Kürdistan'da da ortak hareket etme kararı alan partilerin HDP ile seçim ittifakına girmesi önemlidir. Kuşkusuz farklı siyasi anlayışları olsa da Kürt düşmanı AKP-MHP faşizmi ve tek adam diktatörlüğüne dayalı sistemden rahatsız olan bu çevrelerin de seçim ittifakına katılmak istemeleri olumlu bir gelişmedir. HDP ile bu siyasi güçler arasında program farkı vardır. Ancak en temel sorun olan Kürt sorunu konusunda demokratik çözüm hedeflemeleri bu güçlerin bir araya gelmeleri ve bir seçim ittifakı yapma zeminini yaratmaktadır. Bu açıdan Kürdistan zemininde bu güçlerle demokratik bir seçim ittifakı yapmak mümkündür. Türkiye metropollerinde demokrasi güçleriyle yaratılan ilişki ve ortaklıklar Kürdistan'da farklı biçimde bu güçlerle yapılabilir. Böylece AKP-MHP faşizminin Kürt düşmanı politikalarına karşı iyi bir tutum ortaya konulmuş olur. Bu seçim ittifakı gelecekte Kürdistan'ı özgürleştirme mücadelesi açısından da ortak mücadele platformlarının yaratılmasına zemin olabilir. Zaten geçen seçimlerde Azadi Hareketi ile seçim ittifakı yapılmış ve siyasi alanda da belli düzeyde bir ortak mücadelede yürütülmüştür.

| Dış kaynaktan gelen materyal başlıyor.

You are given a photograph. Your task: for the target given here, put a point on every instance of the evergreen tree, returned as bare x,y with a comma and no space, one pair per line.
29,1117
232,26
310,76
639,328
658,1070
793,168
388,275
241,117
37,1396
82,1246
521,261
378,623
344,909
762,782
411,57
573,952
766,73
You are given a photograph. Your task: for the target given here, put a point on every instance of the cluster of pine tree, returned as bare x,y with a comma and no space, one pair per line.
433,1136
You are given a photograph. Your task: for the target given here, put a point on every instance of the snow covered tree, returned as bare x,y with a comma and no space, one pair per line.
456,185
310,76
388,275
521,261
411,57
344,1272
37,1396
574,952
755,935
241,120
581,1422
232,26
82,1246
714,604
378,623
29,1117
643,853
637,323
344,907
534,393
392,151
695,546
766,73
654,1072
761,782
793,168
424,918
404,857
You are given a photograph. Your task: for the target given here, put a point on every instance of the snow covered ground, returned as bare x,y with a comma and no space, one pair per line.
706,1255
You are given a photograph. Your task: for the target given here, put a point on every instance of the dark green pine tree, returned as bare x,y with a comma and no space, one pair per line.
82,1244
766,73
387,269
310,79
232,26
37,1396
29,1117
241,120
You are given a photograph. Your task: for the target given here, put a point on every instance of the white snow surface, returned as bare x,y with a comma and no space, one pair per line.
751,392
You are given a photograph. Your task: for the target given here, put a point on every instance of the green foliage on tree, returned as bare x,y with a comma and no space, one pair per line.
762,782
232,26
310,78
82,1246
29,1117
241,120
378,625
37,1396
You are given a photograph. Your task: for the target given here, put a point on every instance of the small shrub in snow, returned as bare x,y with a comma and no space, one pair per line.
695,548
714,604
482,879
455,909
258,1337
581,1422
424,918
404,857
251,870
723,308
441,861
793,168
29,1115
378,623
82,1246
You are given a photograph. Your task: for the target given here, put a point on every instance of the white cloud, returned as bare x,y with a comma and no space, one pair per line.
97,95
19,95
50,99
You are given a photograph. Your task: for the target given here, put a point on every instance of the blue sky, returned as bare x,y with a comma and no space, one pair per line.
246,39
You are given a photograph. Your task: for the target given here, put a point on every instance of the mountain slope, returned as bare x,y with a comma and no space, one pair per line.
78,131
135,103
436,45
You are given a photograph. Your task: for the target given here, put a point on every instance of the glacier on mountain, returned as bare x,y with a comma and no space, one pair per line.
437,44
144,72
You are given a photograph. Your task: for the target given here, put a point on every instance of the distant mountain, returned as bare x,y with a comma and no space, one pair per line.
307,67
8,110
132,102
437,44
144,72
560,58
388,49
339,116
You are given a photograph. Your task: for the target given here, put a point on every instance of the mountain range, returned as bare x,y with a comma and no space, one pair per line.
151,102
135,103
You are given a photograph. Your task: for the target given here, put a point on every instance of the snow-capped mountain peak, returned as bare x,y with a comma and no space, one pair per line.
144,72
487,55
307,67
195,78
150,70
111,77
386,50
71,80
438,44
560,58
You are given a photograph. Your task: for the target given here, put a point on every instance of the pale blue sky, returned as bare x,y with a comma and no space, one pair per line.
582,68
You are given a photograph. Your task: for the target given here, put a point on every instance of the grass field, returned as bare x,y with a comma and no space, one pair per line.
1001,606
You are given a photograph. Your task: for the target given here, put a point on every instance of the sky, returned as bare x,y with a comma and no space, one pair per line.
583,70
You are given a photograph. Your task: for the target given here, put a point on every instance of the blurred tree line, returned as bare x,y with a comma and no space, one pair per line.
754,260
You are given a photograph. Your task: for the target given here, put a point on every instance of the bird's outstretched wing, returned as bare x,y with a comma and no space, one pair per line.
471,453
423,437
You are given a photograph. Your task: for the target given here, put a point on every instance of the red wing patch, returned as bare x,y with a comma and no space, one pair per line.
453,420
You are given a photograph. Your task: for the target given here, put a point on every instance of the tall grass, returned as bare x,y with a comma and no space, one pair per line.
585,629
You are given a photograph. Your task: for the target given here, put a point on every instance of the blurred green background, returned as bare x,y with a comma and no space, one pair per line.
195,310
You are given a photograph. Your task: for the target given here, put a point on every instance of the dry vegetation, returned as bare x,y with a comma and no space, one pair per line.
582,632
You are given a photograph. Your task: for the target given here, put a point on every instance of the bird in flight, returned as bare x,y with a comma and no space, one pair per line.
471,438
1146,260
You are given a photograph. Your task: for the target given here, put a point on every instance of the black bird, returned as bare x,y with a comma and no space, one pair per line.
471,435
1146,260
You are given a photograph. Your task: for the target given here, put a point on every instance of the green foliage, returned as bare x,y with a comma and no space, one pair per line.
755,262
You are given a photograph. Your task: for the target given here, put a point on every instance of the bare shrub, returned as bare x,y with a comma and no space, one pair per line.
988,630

AKP-MHP faşizmi karşısında Kürtler arası birlik açısından önemli gelişme olan bu adım önemsenmelidir. HDP'nin programı ile bu partilerin siyasi anlayışlarının farklı olması bu seçimde ortaklaşmanın önünde engel değildir. Her güç kendi propagandasını özgürce yapar. Tabi ki karşılıklı birbirlerinin hassasiyetlerine dikkat ederler. Bu güçlerin HDP'nin paradigması ve siyasi anlayışını zorlayacak dayatmalar yapmayacağı gibi HDP'de onların kendi propagandalarını yapmasına kolaylık sağlar. HDP bir Kürt partisi değildir ancak Kürtlerin de partisidir. HDP ile şu aşamada bu partilerle  siyasi ilkeler temelinde bir ittifak yapmanın zamanı yoktur. Kapsamlı tartışmalarla ortak paydalar temelinde siyasi mücadele ortaklıkları da kurulabilir. Kuşkusuz demokrasi ve Kürt sorununun çözümü en temel ortak paydadır. Bu da ilişkileri kurma ve geliştirme açısından önemli bir zemin olarak görülebilir. Özcesi HDP kendi paradigması ve siyasi anlayışıyla çelişmeyecek biçimde bu güçlerle Kürdistan zemininde hem seçim ittifakı yapabilir hem de siyasi ilişki kurabilir. Biz bunun mümkün olacağını düşünüyoruz. Zaten ne kadar adayın gösterileceğini tartışmalarla belirlerler. Karşılıklı anlayışla da bu sorunun çözüleceğine inanıyoruz. Şu aşamada yapılan bir seçim ittifakı olduğundan kalan zamanın bunu gerçekleştirmede yeterli olacağını düşünüyoruz. Bu konuda hem HDP'nin hem bu siyasi güçlerin pozitif yaklaşımları böyle bir seçim ittifakının olabileceğini göstermektedir. 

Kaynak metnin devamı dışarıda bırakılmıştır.